In den letzten zehn Jahren sind im Bereich der Flächenvorsorge große Fortschritte zu verzeichnen. Dies betrifft vor allem die Schaffung der Grundlagen für die räumliche Darstellung und Quantifizierung der Hochwassergefahren und -risiken. So wurden bis Dezember 2013 verschiedene Szenarien für häufige, mittlere und extreme Hochwasserereignisse in allen Bundesländern berechnet und in Form von (digitalen) Karten der Öffentlichkeit zugänglich gemacht. Die Karten sind von großer Bedeutung, da sie nicht nur für die Risikokommunikation eingesetzt werden können. Vielmehr dienen sie auch als Grundlage für die Ausweisung von Überschwemmungsgebieten sowie für die Erstellung von HWRM-Plänen.

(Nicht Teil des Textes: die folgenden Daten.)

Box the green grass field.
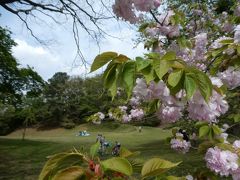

Die Festsetzung von Überschwemmungsgebieten ist in vielen Bundesländern noch nicht abgeschlossen, ermöglicht aber bei strenger Auslegung der gesetzlichen Regelungen, die weitere Bebauung und Verdichtung in hochwassergefährdeten Gebieten zu unterbinden. Ob die Regelungen wirksam und weitreichend genug sind, ist umstritten und derzeit schwierig zu beurteilen. Immerhin wird es mit der im WHG angelegten Aktualisierung der Karten im 6-Jahresrhythmus in Zukunft möglich sein, die Risikoentwicklung besser zu überwachen.